Ternak lokal atau asli Indonesia merupakan salah satu kekayaan nasional yang tidak kecil artinya, baik dilihat dari segi sumber pendapatan, sumber protein hewani yang murah dan mudah, maupun sebagai sumber tenaga kerja. Banyak diantara ternak lokal atau asli Indonesia yang perkembangannya tidak terlalu menggembirakan, bahkan bila tidak segera ditangani dikhawatirkan mengalami kepunahan. Upaya untuk mempertahankan kelestarian dan kemurnian ternak asli perlu ditangani, karena dalam jenis ternak asli mungkin terkandung gen-gen yang belum tentu dimiliki oleh jenis-jenis ternak impor.
Salah satu di antara plasma nutfah hewani yang perlu dipertahankan eksistensinya adalah ternak domba. Disamping sebagai penghasil daging, kulit, susu, wol, dapat juga dipakai sebagai bahan penelitian atau sebagai bahan rakitan untuk menciptakan kultivar-kultivar (bangsa-bangsa) unggul baru.
Pada awal sebelum terjadinya proses domestikasi, domba masih hidup liar di pegunungan. Perburuan hanya dilakukan untuk mendapatkan daging guna pemenuhan hidup sesaat. Pemeliharaan ternak dimulai ketika manusia merasa perlu mempunyai cadangan daging setiap saat diperlukan, sehingga dimulailah pemeliharaan ternak domba yang merupakan awal dari proses domestikasi. Bangsa domba yang dipelihara sekarang ini adalah domba tipe perah, pedaging, dan penghasil wol.
Tidak diketahui secara pasti, kapan domba mulai dipelihara di Indonesia, akan tetapi dengan adanya relief domba di Candi Borobudur (circa 800 SM), menandakan bahwa domba sudah dikenal masyarakat sekitarnya pada saat itu (Ryder, 1983). Domba yang sekarang menyebar di seluruh dunia ini sesungguhnya berasal dari daerah pegunungan Asia Tengah, dimana sebagian menyebar ke arah Barat dan Selatan sehingga dikenal sebagai kelompok urial dan yang lainnya menyebar ke Timur dan Utara yang dikenal sebagai kelompok argali.
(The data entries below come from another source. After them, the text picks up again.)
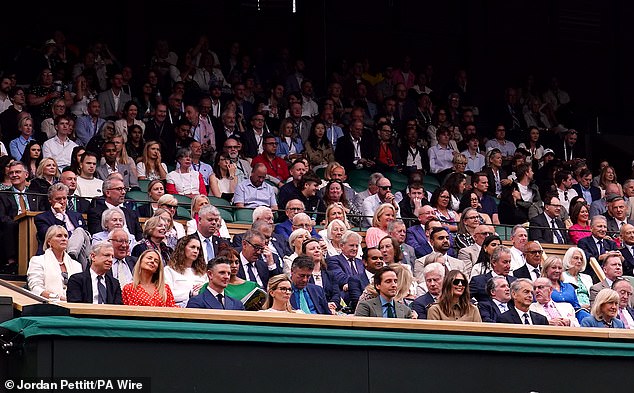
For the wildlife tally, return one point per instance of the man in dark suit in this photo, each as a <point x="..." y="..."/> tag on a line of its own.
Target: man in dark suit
<point x="626" y="313"/>
<point x="500" y="294"/>
<point x="416" y="237"/>
<point x="547" y="227"/>
<point x="384" y="305"/>
<point x="627" y="250"/>
<point x="114" y="192"/>
<point x="13" y="202"/>
<point x="597" y="245"/>
<point x="309" y="298"/>
<point x="79" y="239"/>
<point x="346" y="264"/>
<point x="585" y="188"/>
<point x="123" y="263"/>
<point x="372" y="262"/>
<point x="219" y="273"/>
<point x="80" y="285"/>
<point x="500" y="265"/>
<point x="522" y="294"/>
<point x="434" y="273"/>
<point x="257" y="263"/>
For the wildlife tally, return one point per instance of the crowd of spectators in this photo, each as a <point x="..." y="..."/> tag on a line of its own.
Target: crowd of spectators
<point x="91" y="134"/>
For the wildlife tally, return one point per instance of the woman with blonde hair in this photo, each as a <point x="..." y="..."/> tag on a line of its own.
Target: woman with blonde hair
<point x="148" y="287"/>
<point x="150" y="166"/>
<point x="278" y="295"/>
<point x="604" y="311"/>
<point x="186" y="271"/>
<point x="48" y="273"/>
<point x="382" y="216"/>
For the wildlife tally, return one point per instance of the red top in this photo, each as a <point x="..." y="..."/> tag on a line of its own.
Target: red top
<point x="139" y="297"/>
<point x="277" y="168"/>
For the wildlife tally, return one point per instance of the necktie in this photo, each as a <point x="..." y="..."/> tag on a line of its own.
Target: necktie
<point x="390" y="310"/>
<point x="527" y="321"/>
<point x="623" y="319"/>
<point x="303" y="304"/>
<point x="560" y="240"/>
<point x="353" y="267"/>
<point x="210" y="249"/>
<point x="101" y="298"/>
<point x="251" y="273"/>
<point x="22" y="203"/>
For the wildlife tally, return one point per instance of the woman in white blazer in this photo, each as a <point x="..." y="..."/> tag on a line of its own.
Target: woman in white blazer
<point x="48" y="274"/>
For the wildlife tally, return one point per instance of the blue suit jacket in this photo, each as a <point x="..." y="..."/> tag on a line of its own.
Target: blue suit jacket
<point x="356" y="285"/>
<point x="45" y="219"/>
<point x="209" y="301"/>
<point x="318" y="297"/>
<point x="589" y="247"/>
<point x="263" y="270"/>
<point x="477" y="285"/>
<point x="421" y="303"/>
<point x="416" y="238"/>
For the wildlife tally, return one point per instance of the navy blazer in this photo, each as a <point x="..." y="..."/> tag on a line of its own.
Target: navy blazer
<point x="209" y="301"/>
<point x="418" y="240"/>
<point x="421" y="304"/>
<point x="356" y="285"/>
<point x="477" y="286"/>
<point x="340" y="268"/>
<point x="263" y="270"/>
<point x="330" y="287"/>
<point x="318" y="297"/>
<point x="97" y="208"/>
<point x="511" y="316"/>
<point x="489" y="311"/>
<point x="628" y="262"/>
<point x="544" y="233"/>
<point x="79" y="289"/>
<point x="44" y="220"/>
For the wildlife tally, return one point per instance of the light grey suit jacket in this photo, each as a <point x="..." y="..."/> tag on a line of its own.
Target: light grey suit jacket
<point x="372" y="308"/>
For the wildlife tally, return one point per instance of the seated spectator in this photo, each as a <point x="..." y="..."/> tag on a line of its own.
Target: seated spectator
<point x="155" y="191"/>
<point x="558" y="314"/>
<point x="186" y="271"/>
<point x="111" y="219"/>
<point x="320" y="275"/>
<point x="112" y="165"/>
<point x="148" y="287"/>
<point x="150" y="165"/>
<point x="382" y="217"/>
<point x="498" y="302"/>
<point x="454" y="301"/>
<point x="519" y="312"/>
<point x="508" y="210"/>
<point x="276" y="168"/>
<point x="278" y="296"/>
<point x="154" y="239"/>
<point x="552" y="269"/>
<point x="604" y="311"/>
<point x="48" y="274"/>
<point x="88" y="186"/>
<point x="255" y="192"/>
<point x="185" y="180"/>
<point x="318" y="148"/>
<point x="223" y="179"/>
<point x="60" y="147"/>
<point x="306" y="296"/>
<point x="80" y="285"/>
<point x="46" y="175"/>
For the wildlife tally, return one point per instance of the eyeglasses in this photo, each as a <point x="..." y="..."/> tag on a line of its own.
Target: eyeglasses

Terdapat tiga macam domba berdasarkan asalnya (bagian Barat dan Selatan Asia), yaitu Ovis musimon, Ovis ammon, dan Ovis orientalis. Sebelum terjadinya pemisahan daratan antara kepulauan Indonesia dan jazirah Melayu, maka domba yang ada di kawasan tersebut boleh jadi menyebar dari kawasan Asia Tengah (sekarang daerah Tibet, Mongolia), kemudian ke daerah Kamboja, Thailand, Malaysia dan kawasan Barat Indonesia seperti Sumatera yang pada saat itu masih bersatu dengan Malaysia. Hal tersebut terbukti dari jenis domba yang dijumpai di kawasan tersebut adalah dari jenis ekor tipis dengan penutup tubuh berupa rambut.
Pada masa kolonial Belanda, berbagai importasi ternak dilakukan oleh pemerintah Hindia Belanda, diantaranya adalah kambing dan domba, terutama ke pulau Jawa sebagai pusat pemerintahan pada saat itu dan Sumatera Barat dengan tujuan untuk meningkatkan kualitas domba lokal yang ada (Merkens dan Soemirat, 1926). Selain itu, kedatangan pedagang Arab ke Wilayah Nusantara memberikan kontribusi pada keragaman jenis ternak domba yang ada, yaitu dengan membawa domba ekor gemuk ke propinsi Sulawesi Selatan dan Pulau Madura. Demikian pula setelah masa kemerdekaan, dapat dilihat dari banyaknya importasi jenis domba pada masa Orde Baru dengan tujuan utama meningkatkan produktivitas ternak domba lokal. Bisa disebut antara lain domba yang berasal dari daerah bermusim empat seperti Merino, Suffolk, Dorset, Texel (Natasasmita dkk., 1979), maupun domba dari daerah tropis dengan penutup tubuh berupa rambut, seperti domba St. Croix dan Barbados Blackbelly (Subandryo dkk., 1998).
Dengan perkembangan Iptek pada masa sekarang ini perkembangan serta peningkatan kualitas hewan ternak sudah sering dilakukan di berbagai daerah di Indonesia.